Medical Director Cole Stanley continues his journey though the Circles of Healthcare Data Hell with Circle Three. You can find the other circles here.

Our next ring down is rife with strange behaviours. Elementary school teachers are furiously erasing wrong answers from their pupils’ standardized tests, inflating scores for their school. Combat athletes are making use of the hellish temperature, sweating buckets in their garbage bag outfits, ensuring they hit their weight class. Wannabe social media influencers are being over-the-top, outrageous, and even self-harming, all in the name of getting more likes and follows. Social media companies hack human cognition to keep their users mindlessly scrolling, in the name of more “engagement” (read ad revenue). Local residents in an area where cobras are real pests have actually started breeding them, so they can collect more of the bounty money offered by the colonial government. What’s going on here? Its measurement gone wrong again, as we’re assigning some value judgement to our numbers, which can unleash human creativity (less charitably, some truly perverse behaviour). This has sometimes been called The Cobra Effect, named after the example above that actually happened when the British government did this during India’s colonial rule [1].

Before we start measuring something, we usually have an underlying purpose in mind. The measure is a means to an end, but too often it can become an end in itself, where we forget about the underlying purpose. We are reduced to a puppet controlled by the all-powerful measure. Healthcare is rife with examples of where measures have led to perverse behaviour. Measuring and rewarding primary care with fee-for-service leads to quicker lower quality visits, as we assign value to volume. In acute care, incentivizing reduced length of stay can lead to increased readmissions and excess pressure to discharge before it’s safe. Paying for performance on quality metrics like A1c control in diabetes can overfocus generalists’ efforts on this problem, leaving too little time left to manage problems that are less easily measured but more important to the patient in front of them. We focus on the problems we can easily see, and if we measure something it usually brings the problem into the spotlight. The low priority easily measurable problem supplants the more important yet more difficult to measure problem (similar to the idea in Monkeys and Pedestals below).
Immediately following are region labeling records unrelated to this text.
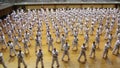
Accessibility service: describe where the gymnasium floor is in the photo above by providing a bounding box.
[0,9,120,68]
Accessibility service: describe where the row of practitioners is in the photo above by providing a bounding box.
[0,39,120,68]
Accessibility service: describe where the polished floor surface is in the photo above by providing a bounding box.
[0,13,120,68]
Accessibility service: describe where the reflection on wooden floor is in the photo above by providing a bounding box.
[0,9,120,68]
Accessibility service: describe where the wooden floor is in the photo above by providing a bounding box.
[0,10,120,68]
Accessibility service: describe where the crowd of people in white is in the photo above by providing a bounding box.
[0,8,120,68]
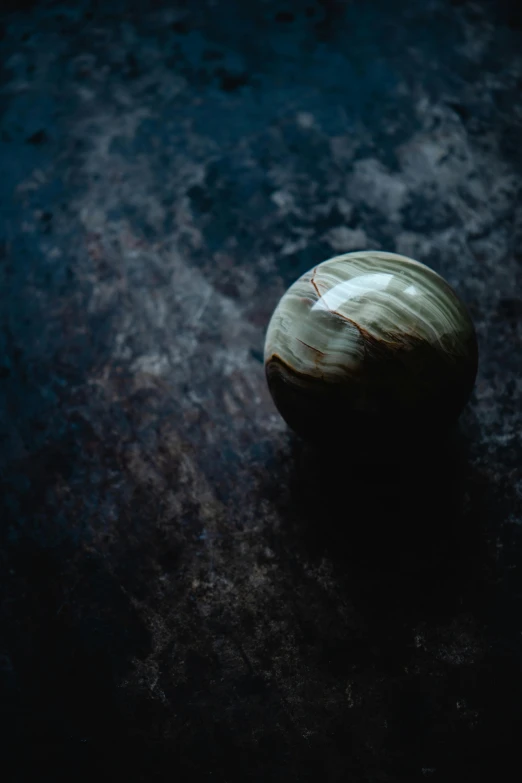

CDSC guidance on our use of measures can again help us out, preventing some of this perversion. We view our measures as tools to help those closest to the problem (including patient voices) do QI to improve, rather than as something primarily used to assign value to our work and get us extrinsic rewards (e.g. praise, funding, etc). In QI, we stay focused on the underlying problem and purpose of the work and use balancing measures for early detection of perverse behaviours. Discussion of outcomes needs to go beyond whether we hit our numeric goals (see Human Targets below) or got some extrinsic rewards from our QI work. Instead we focus on team learnings and impacts (quantitative AND qualitative) on quality of care for our patients.

CDSC exaltations

  • Use QI methodology and a suite of measures
  • Prioritize QI efforts with high potential impacts, instead of those easiest to measure
  • Our measures are primarily tools for improvement work, and not meant to be the goals themselves
  • Consider how you could “game the system” to get your outcome measures to improve without actually fixing the problem you want to, then add balancing measures to detect inklings of this
  • Beware of extrinsic motivating factors and separate out performance evaluation from QI (see The Wrong Toolkit below)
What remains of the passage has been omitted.